We attended KPJ’s 1Q22 results briefing and came away feeling upbeat over its prospects as management indicated that recovery is chugging along nicely post-relaxation of social restrictions in Malaysia. Utilisation rate for its operating theatres are running close to 100% in May despite the Hari Raya festival and bed occupancy rate has also recover close to 66% now. Moving forward, KPJ aims to accelerate its recovery by boosting revenue intensity and attracting more foreign patients. We maintain our earnings forecast, reiterate BUY on KPJ with an unchanged SOP-derived TP of RM1.13.
We attended KPJ’s 1Q22 results briefing and came away with the following key takeaways:
Recovery chugging along nicely. With the relaxed SOPs, KPJ has seen a solid recovery, where the utilisation rate of its operating theatres is running close to 100% in May despite the Hari Raya festivals. This has also resulted to its bed occupancy rate (BOR) recovering close to 66% currently, as opposed to a BOR of 48% in 1Q22. KPJ is also anticipating four of its hospitals under gestation (i.e. KPJ Bandar Dato Onn, KPJ Batu Pahat, KPJ Miri and KPJ Perlis) to turnaround in FY22, bolstered by the expected increase in business activities.
Focused on improving revenue intensity. The Group remains committed to continue improving its overall revenue intensity by launching more Centre of Excellence (COE) in its hub hospitals. COE essentially refers to a healthcare facility that provides more focused care in a critical medical field. The opening of COEs would also help to promote KPJ’s hub hospitals onto the quaternary care level, which is an extension of tertiary care but with higher degree of specialisation and is less widely accessed. Newest addition to the Group is KPJ’s Centre for Stroke, Damansara and KPJ is also looking to open up a new Cardiology Centre in KPJ Ampang Puteri in late FY22.
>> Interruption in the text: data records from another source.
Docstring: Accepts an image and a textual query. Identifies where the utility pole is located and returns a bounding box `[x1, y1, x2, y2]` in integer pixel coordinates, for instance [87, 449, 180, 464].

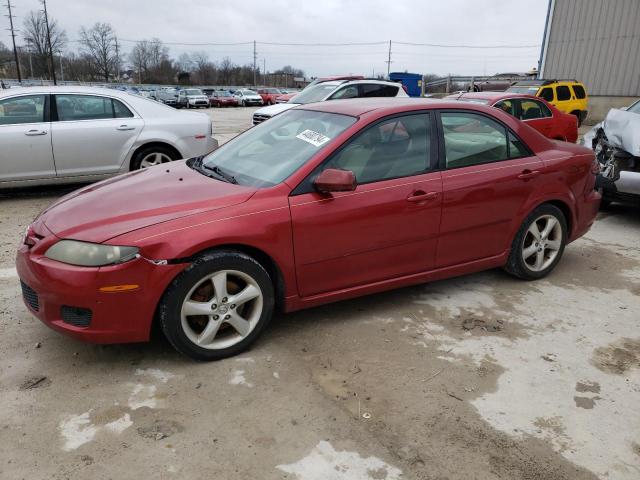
[253, 40, 258, 87]
[115, 37, 120, 83]
[386, 40, 391, 79]
[5, 0, 22, 83]
[41, 0, 58, 85]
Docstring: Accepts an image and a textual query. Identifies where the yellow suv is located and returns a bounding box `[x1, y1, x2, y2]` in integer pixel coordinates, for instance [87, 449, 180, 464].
[507, 80, 589, 126]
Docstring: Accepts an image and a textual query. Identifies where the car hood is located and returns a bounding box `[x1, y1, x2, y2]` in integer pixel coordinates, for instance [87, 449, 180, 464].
[40, 161, 256, 243]
[253, 103, 299, 117]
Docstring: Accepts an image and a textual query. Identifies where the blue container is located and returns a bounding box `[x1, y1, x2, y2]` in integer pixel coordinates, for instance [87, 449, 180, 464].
[389, 72, 422, 97]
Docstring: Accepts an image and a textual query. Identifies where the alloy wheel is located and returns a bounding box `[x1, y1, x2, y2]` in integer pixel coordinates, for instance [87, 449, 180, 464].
[140, 152, 171, 168]
[522, 215, 562, 272]
[180, 270, 264, 350]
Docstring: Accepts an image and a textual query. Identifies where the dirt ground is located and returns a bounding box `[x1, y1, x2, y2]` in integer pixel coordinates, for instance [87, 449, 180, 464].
[0, 108, 640, 480]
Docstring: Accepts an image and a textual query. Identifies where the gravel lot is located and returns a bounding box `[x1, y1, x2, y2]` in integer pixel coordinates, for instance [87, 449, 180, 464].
[0, 108, 640, 480]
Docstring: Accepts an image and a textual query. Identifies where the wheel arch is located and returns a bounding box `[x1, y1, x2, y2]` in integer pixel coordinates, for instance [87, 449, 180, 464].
[129, 141, 183, 171]
[174, 243, 286, 309]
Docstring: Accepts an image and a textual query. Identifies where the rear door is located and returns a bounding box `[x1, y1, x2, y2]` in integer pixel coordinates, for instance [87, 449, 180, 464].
[0, 94, 56, 182]
[51, 94, 144, 177]
[554, 85, 573, 113]
[435, 111, 545, 267]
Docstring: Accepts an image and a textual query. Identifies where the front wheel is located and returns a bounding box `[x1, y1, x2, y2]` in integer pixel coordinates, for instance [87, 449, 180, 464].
[159, 251, 275, 360]
[505, 204, 567, 280]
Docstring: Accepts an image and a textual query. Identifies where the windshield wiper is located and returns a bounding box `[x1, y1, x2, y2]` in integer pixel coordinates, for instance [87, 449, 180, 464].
[202, 163, 238, 184]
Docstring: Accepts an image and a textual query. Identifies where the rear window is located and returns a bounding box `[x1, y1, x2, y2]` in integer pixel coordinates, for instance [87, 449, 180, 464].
[573, 85, 587, 99]
[538, 87, 553, 102]
[556, 85, 571, 101]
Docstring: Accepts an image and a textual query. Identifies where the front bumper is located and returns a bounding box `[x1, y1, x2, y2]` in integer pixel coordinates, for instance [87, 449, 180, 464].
[16, 241, 186, 343]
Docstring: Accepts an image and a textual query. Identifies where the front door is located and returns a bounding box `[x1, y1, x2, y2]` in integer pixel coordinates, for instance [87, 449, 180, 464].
[436, 112, 546, 267]
[290, 113, 442, 297]
[51, 94, 144, 177]
[0, 95, 56, 182]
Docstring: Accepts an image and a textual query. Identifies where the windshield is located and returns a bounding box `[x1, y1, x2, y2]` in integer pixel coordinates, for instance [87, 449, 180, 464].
[192, 110, 356, 188]
[507, 85, 540, 96]
[627, 100, 640, 113]
[458, 97, 489, 105]
[289, 83, 339, 104]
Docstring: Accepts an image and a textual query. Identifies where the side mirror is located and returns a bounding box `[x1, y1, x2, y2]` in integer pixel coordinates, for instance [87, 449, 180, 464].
[313, 168, 358, 193]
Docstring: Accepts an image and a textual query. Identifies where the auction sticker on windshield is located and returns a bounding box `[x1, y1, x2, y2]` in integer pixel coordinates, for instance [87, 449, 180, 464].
[296, 130, 331, 147]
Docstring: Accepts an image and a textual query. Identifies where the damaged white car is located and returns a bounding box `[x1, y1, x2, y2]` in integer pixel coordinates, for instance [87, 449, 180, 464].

Medical tourism to expedite recovery. As the international borders reopen, KPJ remains bullish over the return of medical tourists and will make this segment a core focus to help accelerate recovery. Note that before the pandemic, most of KPJ’s foreign patients originate from Indonesia and China. Following the reopening of international borders in Malaysia, KPJ have also seen the arrival of more Indonesian patients. Moving forward, the Middle Eastern market will be one of KPJ’s target market, as the Group leverages on its Halal status that is highly regarded amongst Muslim patients. We believe KPJ is well poised to capture medical tourism growth as it is now on the panel of most international insurance providers.
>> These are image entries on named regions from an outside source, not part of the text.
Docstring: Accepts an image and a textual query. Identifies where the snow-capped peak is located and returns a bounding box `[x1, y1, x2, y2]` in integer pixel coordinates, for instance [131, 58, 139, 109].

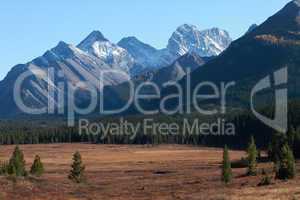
[77, 31, 108, 50]
[77, 31, 134, 72]
[167, 24, 232, 57]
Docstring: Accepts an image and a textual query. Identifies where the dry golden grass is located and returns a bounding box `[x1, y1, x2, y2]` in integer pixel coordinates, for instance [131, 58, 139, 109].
[0, 144, 300, 200]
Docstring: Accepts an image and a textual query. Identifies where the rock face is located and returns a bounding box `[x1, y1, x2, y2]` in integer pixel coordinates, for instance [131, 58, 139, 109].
[0, 25, 229, 116]
[164, 0, 300, 108]
[151, 53, 211, 85]
[0, 42, 128, 116]
[118, 24, 232, 72]
[167, 24, 232, 57]
[77, 31, 135, 72]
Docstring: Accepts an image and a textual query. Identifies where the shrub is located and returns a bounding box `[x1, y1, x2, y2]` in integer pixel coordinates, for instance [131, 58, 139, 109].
[69, 151, 85, 183]
[222, 146, 232, 184]
[30, 155, 44, 176]
[247, 137, 257, 176]
[8, 146, 27, 177]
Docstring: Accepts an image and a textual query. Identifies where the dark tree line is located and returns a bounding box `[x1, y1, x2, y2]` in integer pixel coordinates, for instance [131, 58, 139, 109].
[0, 102, 300, 158]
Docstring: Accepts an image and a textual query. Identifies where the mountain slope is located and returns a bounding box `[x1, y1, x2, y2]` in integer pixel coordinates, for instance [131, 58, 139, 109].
[118, 24, 232, 74]
[0, 42, 128, 116]
[77, 31, 135, 72]
[169, 0, 300, 109]
[151, 53, 211, 85]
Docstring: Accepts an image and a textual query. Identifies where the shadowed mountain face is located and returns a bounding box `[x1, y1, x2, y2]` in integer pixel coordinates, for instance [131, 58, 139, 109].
[165, 0, 300, 108]
[118, 24, 232, 72]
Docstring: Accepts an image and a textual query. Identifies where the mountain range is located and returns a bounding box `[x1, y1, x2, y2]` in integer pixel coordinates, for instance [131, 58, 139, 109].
[0, 0, 300, 117]
[0, 24, 232, 117]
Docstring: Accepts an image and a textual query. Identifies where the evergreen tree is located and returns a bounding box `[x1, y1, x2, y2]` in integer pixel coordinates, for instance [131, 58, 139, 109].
[276, 144, 296, 180]
[69, 151, 85, 183]
[8, 146, 27, 176]
[247, 137, 257, 176]
[222, 146, 232, 184]
[30, 155, 44, 176]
Pricing will be revised to protect margins. The government’s decision to revise minimum wage is not expected to impact KPJ significantly as most of its employees were already being paid a basic salary of close to RM1,500. Management estimates the impact of minimum wage revision to be minimal at c.RM2.4m per year. That said, we gather that third party service providers (like cleaning, laundry) is now attempting to pass on the higher costs to KPJ, as the Group has received request from service providers to review the existing rates. While the impact of potential rate revision is still not known at this juncture, management has indicated that the additional costs would be passed on to patients should the incremental costs erode margins.
Divestment. Despite both Jeta Gardens and KPJ’s Indonesia operations showing signs of improvement post-pandemic, the Group is still seeking to divest its non-core international operations, considering that it has been a drag to the Group’s performance. KPJ expects to conclude the divestment of Jeta Gardens in c.14 months’ time, while the disposal of Indonesia operations is expected complete by end-FY22.
Forecast. Unchanged.
Maintain BUY, TP: RM1.13. We keep our BUY recommendation on KPJ, with an unchanged SOP-derived TP of RM1.13, as we anticipate more meaningful recovery in patient volume and revenue intensity as we transition into endemicity.